The fact that we haven’t taken a vote on this is bad

the community has spoken and this should be summarily rejected" (the current process doesn’t have a mechanism for actually measuring the community).

I hope everybody considers sound principles for blockchains when deciding EIP-999 and restoring funds in general: 1. Trust minimization, 2. immutability, 4. finality, 9. least authority and 10. adherence are the key ones in this debate.

10 Principles for Blockchain Governance:

  1. Trust Minimization: To reduce the reliance on trusted third parties for entering, processing and finalizing transactions and smart contracts.

  2. Immutability: Accounts, balances and smart contracts cannot be modified except by holders of corresponding private keys by entering transactions according to protocol rules.

  3. Fungibility: Native tokens must all be the same and interchangeable globally.

  4. Finality: Transactions and executed smart contract code cannot be reversed once entered, processed and finalized according to protocol rules.

  5. Censorship resistance: As long as they are compliant with protocol rules, transactions or smart contracts cannot be prevented from being entered, processed and finalized.

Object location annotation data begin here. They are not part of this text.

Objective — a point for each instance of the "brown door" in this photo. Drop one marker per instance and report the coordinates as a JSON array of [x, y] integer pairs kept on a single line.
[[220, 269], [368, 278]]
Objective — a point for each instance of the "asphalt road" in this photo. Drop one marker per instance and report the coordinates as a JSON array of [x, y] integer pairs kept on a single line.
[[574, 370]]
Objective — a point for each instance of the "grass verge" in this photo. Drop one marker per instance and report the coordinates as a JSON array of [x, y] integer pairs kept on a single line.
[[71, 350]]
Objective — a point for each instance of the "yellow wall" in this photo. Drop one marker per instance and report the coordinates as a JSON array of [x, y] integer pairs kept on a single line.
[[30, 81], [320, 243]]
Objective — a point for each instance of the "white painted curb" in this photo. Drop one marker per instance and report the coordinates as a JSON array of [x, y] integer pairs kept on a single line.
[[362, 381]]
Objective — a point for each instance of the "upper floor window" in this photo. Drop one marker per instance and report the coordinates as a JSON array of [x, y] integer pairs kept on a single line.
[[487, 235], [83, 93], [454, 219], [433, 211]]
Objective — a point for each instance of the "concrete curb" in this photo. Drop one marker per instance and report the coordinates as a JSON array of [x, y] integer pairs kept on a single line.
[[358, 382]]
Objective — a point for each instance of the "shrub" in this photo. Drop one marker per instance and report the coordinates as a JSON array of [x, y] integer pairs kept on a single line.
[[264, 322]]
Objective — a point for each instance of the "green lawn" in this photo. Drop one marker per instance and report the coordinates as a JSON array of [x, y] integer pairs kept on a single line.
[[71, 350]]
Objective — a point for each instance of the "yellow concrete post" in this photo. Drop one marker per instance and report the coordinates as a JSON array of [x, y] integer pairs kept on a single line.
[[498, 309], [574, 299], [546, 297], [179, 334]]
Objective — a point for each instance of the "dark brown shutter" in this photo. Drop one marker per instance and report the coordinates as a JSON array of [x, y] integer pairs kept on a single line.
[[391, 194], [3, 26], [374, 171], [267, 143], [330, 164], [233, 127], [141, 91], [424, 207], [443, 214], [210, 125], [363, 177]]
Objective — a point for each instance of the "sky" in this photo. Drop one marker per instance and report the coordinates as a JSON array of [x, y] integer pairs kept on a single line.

  6. Permissionlessness: As long as they are compliant with protocol rules, anyone from any place in the world can create accounts, enter transactions and smart contracts, or participate in the network as a competent developer, miner, validator, node operator, user, or any other prescribed participant or stakeholder.

  7. Auditability: Transaction and smart contract history must be analyzable and reconcilable by anyone or by holders of corresponding private keys.

  8. Reconcilability: Transaction and smart contract history must match mathematically to the latest and all future states according to protocol rules.

  9. Least authority: Developers, miners, validators, node operators, users, and all other prescribed participants and stakeholders must limit their participation to practicing only the functions of their roles in accordance with protocol rules and these common principles.

  10. Adherence: Developers, miners, validators, node operators, users, and all other participants and stakeholders must make sure they collectively decide and implement future changes to the protocol in accordance with these common principles.